Ancient Persians recognised at least three genders according to a recent study of graves from a 3,000-year-old civilisation.
The research discovered the Persians buried in the graves did not hold to the gender binary, also arguing previous archaeological studies have been affected by viewing their findings through a western lens, in terms of gender and sex.
In fact, the study claims gender binary is culture specific meaning many past civilisations did not hold to it.
According to Haaretz, Professor Megan Cifarelli, of Manhattanville College, has analysed numerous graves from Hasanlu, north-western Iran, to back her study’s claims.
Around 3,000 years ago, Hasanlu was frequently visited by competing armies who burnt the city down, leading to it being abandoned 2,800 years ago.
Discovering the undisturbed graves located on the site, archaeologists have studied the bodies and accompanying possessions buried there in detail.
Analysing the studies these various archaeologists carried out, Cifarelli realised the reports classified the graves as being either male or female, depending upon what possessions were buried with the body.
However, Cifarelli discovered 20 per cent of the graves had a mixture of male and female objects in them.
This implies the people who lived in Hasanlu 3,000 years ago either believed in a third gender or saw gender as a spectrum, rather than binary.

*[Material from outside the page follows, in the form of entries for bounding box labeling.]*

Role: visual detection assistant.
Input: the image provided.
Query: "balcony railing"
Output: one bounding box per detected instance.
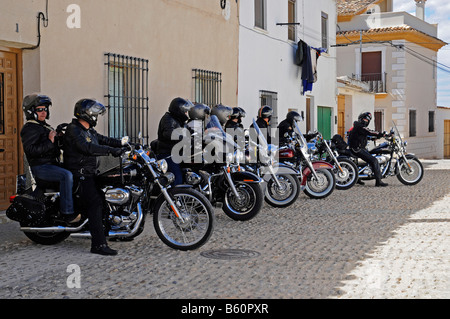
[352,72,386,93]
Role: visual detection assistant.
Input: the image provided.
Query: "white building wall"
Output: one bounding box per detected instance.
[238,0,337,133]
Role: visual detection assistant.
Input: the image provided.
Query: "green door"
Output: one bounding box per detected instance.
[317,106,332,140]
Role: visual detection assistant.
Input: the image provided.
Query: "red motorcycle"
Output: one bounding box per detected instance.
[278,123,336,199]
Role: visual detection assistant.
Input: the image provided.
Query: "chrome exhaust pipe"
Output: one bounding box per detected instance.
[71,203,144,238]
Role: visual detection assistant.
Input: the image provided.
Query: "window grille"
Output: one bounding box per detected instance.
[0,73,5,135]
[409,110,417,137]
[105,53,149,144]
[192,69,222,107]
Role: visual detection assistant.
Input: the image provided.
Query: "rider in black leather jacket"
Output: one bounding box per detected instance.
[64,99,123,255]
[348,112,388,186]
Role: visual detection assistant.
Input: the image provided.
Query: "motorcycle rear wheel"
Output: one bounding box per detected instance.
[153,188,214,251]
[304,169,336,199]
[335,158,359,190]
[264,174,301,208]
[222,183,264,221]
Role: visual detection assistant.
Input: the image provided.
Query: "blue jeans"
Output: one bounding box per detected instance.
[31,165,74,215]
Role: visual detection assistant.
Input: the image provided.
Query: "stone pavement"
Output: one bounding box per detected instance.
[0,161,450,299]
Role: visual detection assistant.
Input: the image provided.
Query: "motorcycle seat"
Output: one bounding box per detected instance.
[35,179,59,193]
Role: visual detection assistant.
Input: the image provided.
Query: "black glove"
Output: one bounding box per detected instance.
[109,147,123,157]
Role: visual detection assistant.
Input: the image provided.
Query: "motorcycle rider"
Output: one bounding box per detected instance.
[211,104,233,128]
[156,97,194,186]
[225,107,247,130]
[348,112,388,187]
[20,94,79,224]
[278,111,319,144]
[64,99,123,255]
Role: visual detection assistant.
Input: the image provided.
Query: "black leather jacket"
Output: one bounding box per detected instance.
[157,112,184,154]
[63,119,122,176]
[20,121,60,167]
[348,121,383,152]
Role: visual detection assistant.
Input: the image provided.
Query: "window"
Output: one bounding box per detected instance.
[428,111,434,133]
[192,69,222,107]
[322,12,328,51]
[255,0,267,30]
[0,73,5,135]
[409,110,417,137]
[288,0,296,41]
[105,53,149,144]
[259,91,279,128]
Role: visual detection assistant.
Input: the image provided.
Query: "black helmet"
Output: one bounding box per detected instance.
[73,99,106,127]
[22,94,52,120]
[258,105,273,119]
[358,112,372,127]
[231,107,247,119]
[286,111,302,124]
[189,103,211,121]
[211,104,233,125]
[169,97,194,122]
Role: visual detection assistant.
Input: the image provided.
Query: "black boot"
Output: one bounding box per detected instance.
[91,244,117,256]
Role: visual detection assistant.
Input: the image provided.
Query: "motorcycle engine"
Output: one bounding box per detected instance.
[377,155,389,165]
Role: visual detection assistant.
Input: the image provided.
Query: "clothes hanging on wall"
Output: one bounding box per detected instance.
[295,40,325,95]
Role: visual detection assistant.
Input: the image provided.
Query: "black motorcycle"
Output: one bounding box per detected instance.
[353,122,424,186]
[308,132,359,190]
[181,115,264,221]
[6,147,214,250]
[244,120,302,208]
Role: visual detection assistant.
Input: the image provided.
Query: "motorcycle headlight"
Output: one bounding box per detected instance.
[157,160,169,174]
[236,150,245,164]
[226,153,234,164]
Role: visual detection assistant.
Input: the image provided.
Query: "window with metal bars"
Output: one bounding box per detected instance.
[192,69,222,107]
[0,73,5,135]
[105,53,149,144]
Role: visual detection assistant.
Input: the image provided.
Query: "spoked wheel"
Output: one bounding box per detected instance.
[222,183,264,221]
[153,188,214,251]
[264,174,301,207]
[397,156,423,186]
[335,159,359,190]
[304,169,336,199]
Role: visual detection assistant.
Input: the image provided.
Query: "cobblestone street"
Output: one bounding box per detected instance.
[0,161,450,299]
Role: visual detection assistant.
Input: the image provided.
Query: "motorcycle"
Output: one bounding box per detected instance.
[278,122,336,199]
[353,122,424,186]
[181,115,264,221]
[244,120,301,208]
[308,132,359,190]
[6,146,214,251]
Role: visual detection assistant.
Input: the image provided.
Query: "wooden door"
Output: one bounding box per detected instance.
[317,106,332,140]
[0,51,23,210]
[444,120,450,159]
[338,95,345,137]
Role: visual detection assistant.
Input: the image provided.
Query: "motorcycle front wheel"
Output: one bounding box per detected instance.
[397,156,423,186]
[304,169,336,199]
[153,188,214,251]
[264,174,301,208]
[222,183,264,221]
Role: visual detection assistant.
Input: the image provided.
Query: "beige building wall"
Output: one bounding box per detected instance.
[0,0,239,138]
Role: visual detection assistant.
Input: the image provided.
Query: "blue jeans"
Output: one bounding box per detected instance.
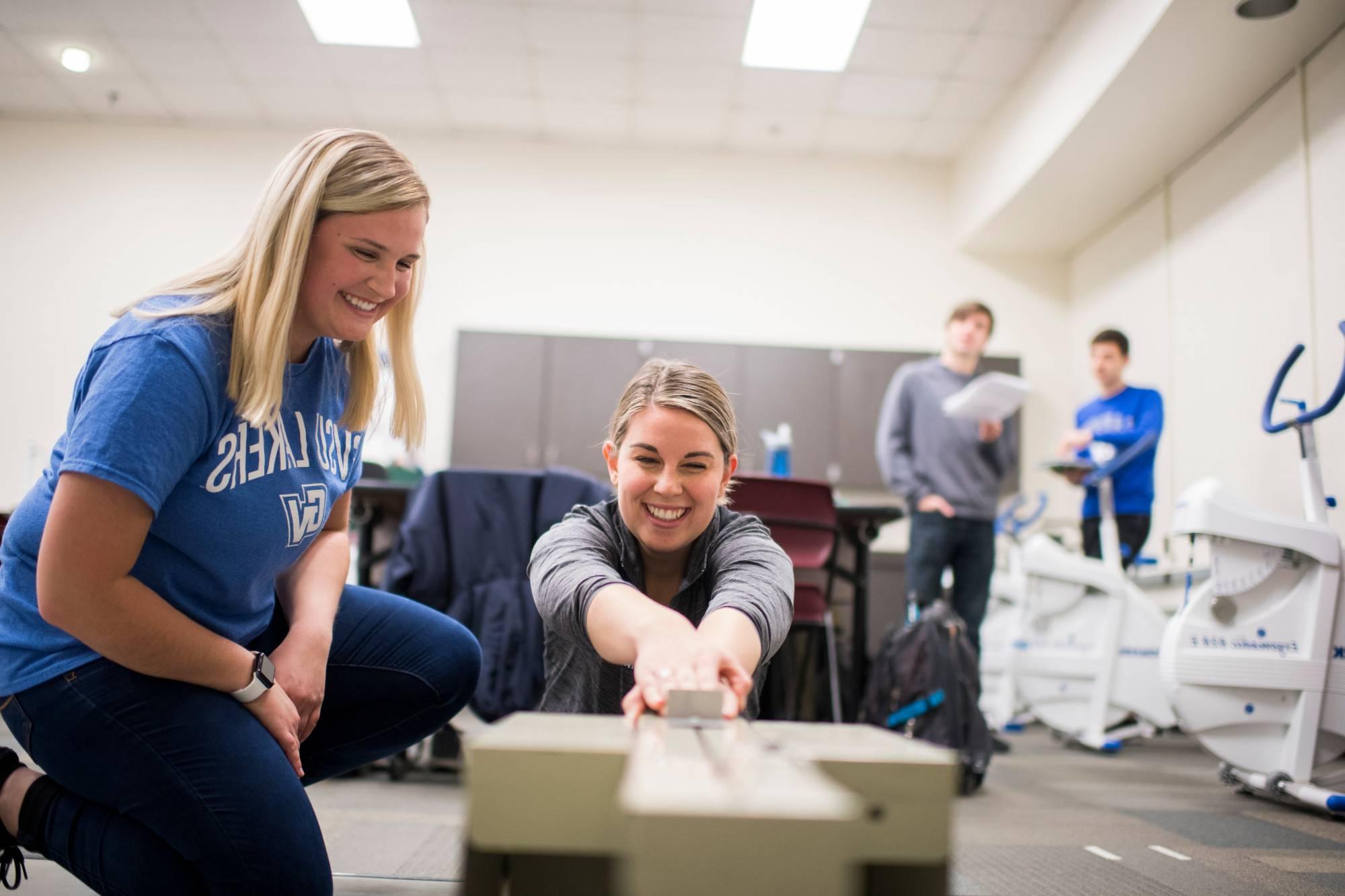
[0,585,480,896]
[907,512,995,653]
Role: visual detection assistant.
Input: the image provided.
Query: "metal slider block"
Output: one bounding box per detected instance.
[667,690,724,728]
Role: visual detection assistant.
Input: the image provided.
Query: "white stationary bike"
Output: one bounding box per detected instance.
[1010,436,1177,752]
[979,493,1046,731]
[1159,323,1345,815]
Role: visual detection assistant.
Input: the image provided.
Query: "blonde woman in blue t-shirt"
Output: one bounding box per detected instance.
[0,130,480,895]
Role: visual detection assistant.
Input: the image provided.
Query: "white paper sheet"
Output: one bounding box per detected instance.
[943,372,1032,419]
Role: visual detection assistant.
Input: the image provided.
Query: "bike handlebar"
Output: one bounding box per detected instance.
[1262,320,1345,433]
[995,491,1046,536]
[1084,432,1158,486]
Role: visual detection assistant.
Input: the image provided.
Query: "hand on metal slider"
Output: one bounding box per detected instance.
[621,630,752,723]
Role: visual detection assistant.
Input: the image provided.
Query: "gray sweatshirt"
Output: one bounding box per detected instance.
[527,498,794,719]
[876,358,1018,521]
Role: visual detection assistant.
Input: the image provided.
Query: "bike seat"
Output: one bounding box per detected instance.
[1173,479,1341,567]
[1022,533,1128,592]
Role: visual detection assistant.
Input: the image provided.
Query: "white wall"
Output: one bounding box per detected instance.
[1069,26,1345,543]
[0,121,1069,507]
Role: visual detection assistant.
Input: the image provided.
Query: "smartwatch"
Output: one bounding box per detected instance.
[229,650,276,704]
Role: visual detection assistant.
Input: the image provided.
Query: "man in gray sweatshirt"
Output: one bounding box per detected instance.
[876,301,1018,651]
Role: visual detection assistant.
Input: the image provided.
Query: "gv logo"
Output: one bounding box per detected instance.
[280,483,327,548]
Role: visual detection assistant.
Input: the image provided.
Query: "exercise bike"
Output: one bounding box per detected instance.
[1010,434,1177,752]
[1159,323,1345,817]
[981,493,1046,731]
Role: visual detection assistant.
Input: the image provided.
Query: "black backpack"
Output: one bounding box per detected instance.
[859,600,994,794]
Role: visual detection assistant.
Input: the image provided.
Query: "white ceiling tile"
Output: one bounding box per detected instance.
[0,0,102,31]
[223,40,336,86]
[636,0,752,15]
[533,56,635,101]
[412,0,527,52]
[835,74,939,117]
[905,118,978,159]
[117,36,238,82]
[323,47,433,89]
[635,62,742,106]
[0,74,79,114]
[155,78,261,121]
[526,7,635,56]
[0,31,42,75]
[635,106,729,148]
[448,97,541,134]
[541,99,631,141]
[865,0,990,31]
[981,0,1075,38]
[639,15,746,65]
[820,116,920,155]
[58,71,172,118]
[253,85,355,128]
[728,112,822,152]
[846,28,971,78]
[191,0,316,43]
[95,0,210,38]
[929,79,1009,120]
[429,52,533,97]
[954,34,1046,85]
[738,69,841,113]
[347,87,448,129]
[522,0,635,9]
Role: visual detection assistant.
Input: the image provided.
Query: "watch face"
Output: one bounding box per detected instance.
[253,654,276,688]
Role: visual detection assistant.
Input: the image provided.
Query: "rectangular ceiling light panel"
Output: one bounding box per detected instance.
[742,0,872,71]
[299,0,420,47]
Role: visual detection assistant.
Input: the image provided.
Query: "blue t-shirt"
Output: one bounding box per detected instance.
[1075,386,1163,520]
[0,297,363,694]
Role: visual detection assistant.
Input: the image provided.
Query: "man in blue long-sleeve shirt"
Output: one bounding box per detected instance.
[1063,329,1163,567]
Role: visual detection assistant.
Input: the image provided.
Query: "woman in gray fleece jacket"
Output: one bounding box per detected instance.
[529,359,794,719]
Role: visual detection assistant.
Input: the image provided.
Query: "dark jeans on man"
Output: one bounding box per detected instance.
[907,512,995,653]
[1083,514,1153,569]
[0,585,482,896]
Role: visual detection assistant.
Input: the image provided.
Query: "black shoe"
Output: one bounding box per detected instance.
[0,747,28,889]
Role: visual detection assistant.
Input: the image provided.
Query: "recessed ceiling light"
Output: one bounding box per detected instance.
[299,0,420,47]
[1235,0,1298,19]
[61,47,93,71]
[742,0,870,71]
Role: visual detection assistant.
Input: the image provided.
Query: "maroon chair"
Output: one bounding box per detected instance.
[732,475,841,723]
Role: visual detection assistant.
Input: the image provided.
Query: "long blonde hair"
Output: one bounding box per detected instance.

For example, one of the objects Cifarelli refers to is a golden bowl which depicts a bearded person performing ‘what is thought of as female roles’.
Speaking to IFL Science, Cifarelli explained while she is yet to publish her findings, she has presented them at numerous conferences and lectures.
Her hope is to incorporate the responses she receives from other experts before submitting her research for publication.
Cifarelli added the responses from the academic conferences have been positive .
Many archaeologists studying American cultures are aware some Native American civilisations also recognised more than two genders, but Cifarelli’s claims are a new interpretation in the study of Middle Eastern cultures.
However, she points to ‘the third gender hijras’, which have been recognised by the supreme court of India, as an example of the way Asian cultures also respected gender diversity.
That was until European colonisers suppressed these ideas.
Cifarelli realises not everyone will agree with her findings, but argues archaeologists need to look again at the way they analyse graves.
In cases where there are incomplete bones, graves have been determined as being male or female based on the possessions discovered within them.
So if the grave included a weapon it was seen as being male, but if the item was more domestic the grave was classified as being female.
Speaking to IFL Science, Cifarelli said:
This has been replaced with a medical model, looking at bodies as being sexable via scientific methods. However, for a large percentage of the population we can’t tell.
People think I must be a crusading radical, pushing contemporary identity politics into the past, but I’m actually trying to lift the weight of 19th-century identity politics.
Cifarelli understands she is facing an uphill battle though as one man told her at a public event ‘it’s easy to tell the sex of a dead body, women have an extra rib’.